Серый потолок вот
уже четвертый час был единственной пищей для глаз Марии. Огромная свинцовая
плита, которая, навскидку, весила не меньше десяти тонн, давила на грудь и не
давала встать. Незнакомые мужчины сверлили ее укоризненным взглядом с пыльных
фотографий, покоящихся на комоде. Две полные женщины на фоне соснового леса
состроили печальные гримасы. Черно-белый мальчик пяти лет и такая же
черно-белая девочка с огромными влажными глазами задавали немой вопрос:
«Зачем?».
- Как бы я хотела
объяснить…
Шум в голове
напоминал звук, что издают волны, разбиваясь в мириады капель о песчаный пляж в
пасмурный вечер.
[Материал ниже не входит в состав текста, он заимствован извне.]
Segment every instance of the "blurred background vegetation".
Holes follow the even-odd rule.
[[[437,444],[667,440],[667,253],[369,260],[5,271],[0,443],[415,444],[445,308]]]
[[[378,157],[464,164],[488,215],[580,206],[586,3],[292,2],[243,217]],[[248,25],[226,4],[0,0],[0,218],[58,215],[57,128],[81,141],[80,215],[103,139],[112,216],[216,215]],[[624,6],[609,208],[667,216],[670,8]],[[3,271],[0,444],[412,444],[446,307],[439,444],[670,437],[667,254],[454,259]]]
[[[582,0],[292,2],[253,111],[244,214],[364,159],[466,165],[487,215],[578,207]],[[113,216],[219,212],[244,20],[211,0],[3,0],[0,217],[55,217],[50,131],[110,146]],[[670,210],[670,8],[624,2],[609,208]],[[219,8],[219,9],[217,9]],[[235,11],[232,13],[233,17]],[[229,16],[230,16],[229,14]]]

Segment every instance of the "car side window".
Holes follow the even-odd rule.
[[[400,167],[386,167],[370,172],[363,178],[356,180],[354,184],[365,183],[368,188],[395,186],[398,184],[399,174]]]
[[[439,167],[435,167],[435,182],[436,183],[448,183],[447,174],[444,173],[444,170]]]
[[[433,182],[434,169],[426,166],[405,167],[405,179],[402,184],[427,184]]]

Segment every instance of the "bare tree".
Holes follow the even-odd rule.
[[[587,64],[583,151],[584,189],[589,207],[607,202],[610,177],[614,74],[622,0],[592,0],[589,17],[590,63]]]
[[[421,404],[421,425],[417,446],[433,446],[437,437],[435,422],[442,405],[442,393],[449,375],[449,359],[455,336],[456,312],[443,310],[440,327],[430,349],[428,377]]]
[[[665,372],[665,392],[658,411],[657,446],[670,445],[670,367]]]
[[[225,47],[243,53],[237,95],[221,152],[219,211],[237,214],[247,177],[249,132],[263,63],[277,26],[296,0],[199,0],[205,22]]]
Воспоминания то накатывали, принося ненужный мусор прошлого,
то отступали, оставляя после себя иступленное безмолвие и звенящую тишину.
Шелест фольги.
Влажные губы. Красный, цвета молодой крови океан
цветущих маков поглотил пятилетнюю девочку. Одета она в бордовое платье и потому
быстро затерялась среди цветков. Маковое поле раскинулось на другой стороне
реки, что разделяла провинциальный городок и девственную природу. Они с мамой
часто ходят туда гулять. Шмель, перепутав девочку с цветком, сел ей на плечо.
Заметив свою ошибку, улетел прочь, оставив позади приятное жужжание.
Шелест фольги.
Греет внутри.
- Я видела, как
он целый урок пялился на меня! Делал вид, что зубрит математику, а на деле
разглядывал мои ноги, – с улыбкой прошептала шестнадцатилетняя девушка в
школьной форме.
- Ну, ты даешь! –
с нотками зависти восхищалась одна из них, - И как тебе это удается? Охмурила
лучшего парня в классе, просто сидя за партой и листая учебник…
Шелест фольги.
Капли, срываясь с подбородка, падают на шею.
Секундная стрелка
нарезала уже тридцать седьмой круг по циферблату, безжалостно исполняя приговор
времени. Секретарша в безупречно-белой блузке стучала дорогим маникюром по
печатной машинке. Сколько же можно ждать? От скуки, девушка, сидящая в мягком
кожаном кресле, принялась разглядывать свою туфлю цвета морской волны на
довольно-таки высоком каблуке. Из открывшейся двери, что была точно под теми
самыми часами (надо заметить, что стрелка вышлауже на сорок третий круг), выскочила женщина лет сорока шести с высокой
прической и в костюме, балансирующим между строгостью офиса и торжественностью
бального вечера. Как и сорок с лишним минут назад, впрочем, как и неделю назад,
на ее молодом для таких лет лице сияла широкая бутафорская улыбка.
- Не терпится вас
обрадовать. Вы приняты! Приступаете к работе со среды.
Шелест фольги.
Струйки виски бегут из уголков рта и стекают на подушку. Выдох.
Его язык на вкус
как смесь шампанского, водки, пива, мартини и вина. Кольцо чертовски хорошо.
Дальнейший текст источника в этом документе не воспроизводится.